Si l’employeur est tenu de convoquer le salarié à un entretien préalable à une éventuelle mesure de licenciement lorsqu’une telle mesure est envisagée,  les griefs évoqués dans le cadre de cet entretien ne lient pas l’employeur quant aux motifs qu’il souhaite retenir pour justifier la rupture du contrat de travail.

 

La Cour de Cassation considère à cet égard que le Juge ne peut écarter sans les examiner les griefs énoncés dans la lettre de licenciement, même lorsqu’ils n’ont pas été évoqués lors de l’entretien préalable. Elle vient de le rappeler dans son arrêt du 21 septembre 2011 – (  Cour de cassation, civile, Chambre sociale, 21 septembre 2011, 10-14.179), tout en apportant une précision utile.

En effet, la circonstance que des griefs énoncés dans la lettre de licenciement n’aient pas été indiqués au salarié au cours de l’entretien préalable caractérise une irrégularité de forme mais n’empêche pas de décider que ces griefs constituent une cause réelle et sérieuse de licenciement.

Ainsi, a minima, le salarié peut se plaindre que ses droits n’ont pas été respectés et réclamer ainsi des dommages et intérêts pour non-respect de la procédure.

En effet, au cours de l’entretien préalable (ou mise à pied conservatoire) d’un éventuel licenciement, l’employeur doit indiquer les motifs de la décision envisagée afin de recueillir les explications du salarié.
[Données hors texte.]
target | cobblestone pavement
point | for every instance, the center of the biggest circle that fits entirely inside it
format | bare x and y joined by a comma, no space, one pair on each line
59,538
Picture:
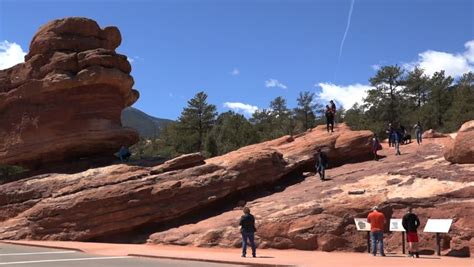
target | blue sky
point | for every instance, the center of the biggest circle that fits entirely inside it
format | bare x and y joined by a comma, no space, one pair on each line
246,53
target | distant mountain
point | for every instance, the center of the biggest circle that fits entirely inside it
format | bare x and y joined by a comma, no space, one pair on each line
148,126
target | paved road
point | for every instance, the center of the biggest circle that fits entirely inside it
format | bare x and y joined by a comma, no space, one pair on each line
23,256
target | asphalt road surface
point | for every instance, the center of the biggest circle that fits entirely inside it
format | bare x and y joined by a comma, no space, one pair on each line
23,256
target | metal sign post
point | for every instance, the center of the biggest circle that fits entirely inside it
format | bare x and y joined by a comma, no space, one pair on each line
438,226
396,226
363,225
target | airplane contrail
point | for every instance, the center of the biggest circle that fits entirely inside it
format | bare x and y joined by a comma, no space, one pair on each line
347,29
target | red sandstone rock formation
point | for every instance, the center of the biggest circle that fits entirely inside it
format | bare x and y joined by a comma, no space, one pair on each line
292,210
315,215
65,100
461,150
115,199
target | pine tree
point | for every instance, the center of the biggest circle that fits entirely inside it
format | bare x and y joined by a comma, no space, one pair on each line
281,117
439,100
385,96
305,110
195,122
462,106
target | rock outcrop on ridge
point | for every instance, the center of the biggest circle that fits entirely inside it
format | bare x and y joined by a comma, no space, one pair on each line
461,150
120,198
316,215
65,100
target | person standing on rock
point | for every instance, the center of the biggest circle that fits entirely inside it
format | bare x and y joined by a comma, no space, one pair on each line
247,224
329,119
376,146
397,138
411,223
389,132
322,164
377,224
418,132
332,105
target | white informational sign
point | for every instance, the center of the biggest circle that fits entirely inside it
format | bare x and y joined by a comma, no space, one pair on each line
396,225
362,224
438,225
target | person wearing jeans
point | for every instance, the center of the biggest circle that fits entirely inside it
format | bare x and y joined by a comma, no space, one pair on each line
418,132
377,224
377,237
247,223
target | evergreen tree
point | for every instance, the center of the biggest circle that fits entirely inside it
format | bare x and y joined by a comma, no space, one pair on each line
230,132
462,106
281,117
305,110
384,99
262,121
416,87
195,122
439,100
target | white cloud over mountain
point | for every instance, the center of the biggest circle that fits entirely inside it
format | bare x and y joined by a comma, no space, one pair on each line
10,54
347,95
241,107
274,83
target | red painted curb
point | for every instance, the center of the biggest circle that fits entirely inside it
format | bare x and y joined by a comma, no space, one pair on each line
211,261
40,246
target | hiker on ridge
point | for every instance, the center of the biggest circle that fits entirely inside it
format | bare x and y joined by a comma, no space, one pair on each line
411,223
418,132
247,223
376,146
397,139
389,132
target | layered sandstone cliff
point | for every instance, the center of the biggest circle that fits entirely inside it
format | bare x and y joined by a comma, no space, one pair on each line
65,100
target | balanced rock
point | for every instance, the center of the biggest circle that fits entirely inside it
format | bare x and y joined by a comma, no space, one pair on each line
461,149
65,100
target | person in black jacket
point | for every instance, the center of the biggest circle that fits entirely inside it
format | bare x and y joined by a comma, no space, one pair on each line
411,223
247,223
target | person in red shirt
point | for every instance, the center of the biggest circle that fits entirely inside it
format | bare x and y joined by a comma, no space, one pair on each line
377,224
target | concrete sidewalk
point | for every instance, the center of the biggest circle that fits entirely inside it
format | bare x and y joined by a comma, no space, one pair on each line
266,257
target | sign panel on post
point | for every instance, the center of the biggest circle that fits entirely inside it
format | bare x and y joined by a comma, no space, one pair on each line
438,225
362,224
396,225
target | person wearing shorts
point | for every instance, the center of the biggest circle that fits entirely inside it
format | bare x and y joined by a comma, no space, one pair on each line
411,223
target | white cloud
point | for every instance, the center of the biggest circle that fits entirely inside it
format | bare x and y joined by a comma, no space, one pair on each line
454,65
347,95
235,72
274,83
469,54
375,67
241,107
10,54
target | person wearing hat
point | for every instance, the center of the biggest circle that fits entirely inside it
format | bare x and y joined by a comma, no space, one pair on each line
247,223
377,224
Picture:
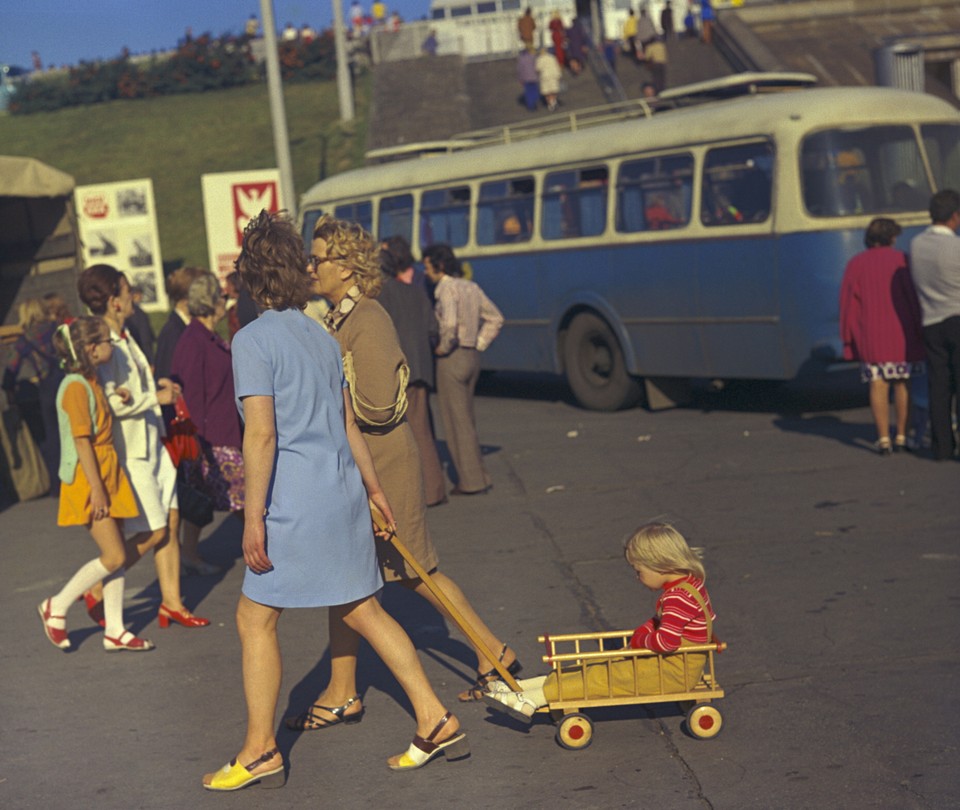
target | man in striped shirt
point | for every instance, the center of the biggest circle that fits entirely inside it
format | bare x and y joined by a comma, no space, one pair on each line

Les limites du litige ne sont fixées que par les motifs du licenciement énoncés dans la lettre de licenciement, les Juges n’ayant pas à examiner d’autres griefs allégués par l’employeur que ce soit en cours d’instance, dans la lettre de convocation à l’entretien préalable ou au cours de l’entretien préalable.

Ainsi, les juridictions prud’homales ne peuvent apprécier la légitimité des motifs du licenciement au regard du déroulement de l’entretien préalable ou des griefs qui ont été énoncés par l’employeur à l’occasion de cet entretien, si les griefs sont différents de ceux énoncés dans la lettre de licenciement qui, seule, fixe les limites du litige.

 

Cour de cassation, civile, Chambre sociale, 21 septembre 2011, 10-14.179 :

« Attendu, ensuite, que la circonstance, qu’à l’exclusion de l’altercation du 18 décembre 2007 au cours de laquelle le salarié a tenté de gifler l’employeur, les autres griefs énoncés par la lettre de licenciement visant son attitude désinvolte et provocatrice sur les chantiers n’aient pas été indiqués au salarié au cours de l’entretien préalable, caractérise une irrégularité de forme dont l’intéressé n’a pas demandé réparation, qui n’empêche pas de décider que ces griefs constituent une cause réelle et sérieuse de licenciement ; »

 

La lettre de licenciement fixe ainsi les limites du litige, c’est-à-dire qu’en cas de contestation du licenciement, l’employeur ne pourra pas invoquer d’autres faits devant le Conseil de prud’hommes.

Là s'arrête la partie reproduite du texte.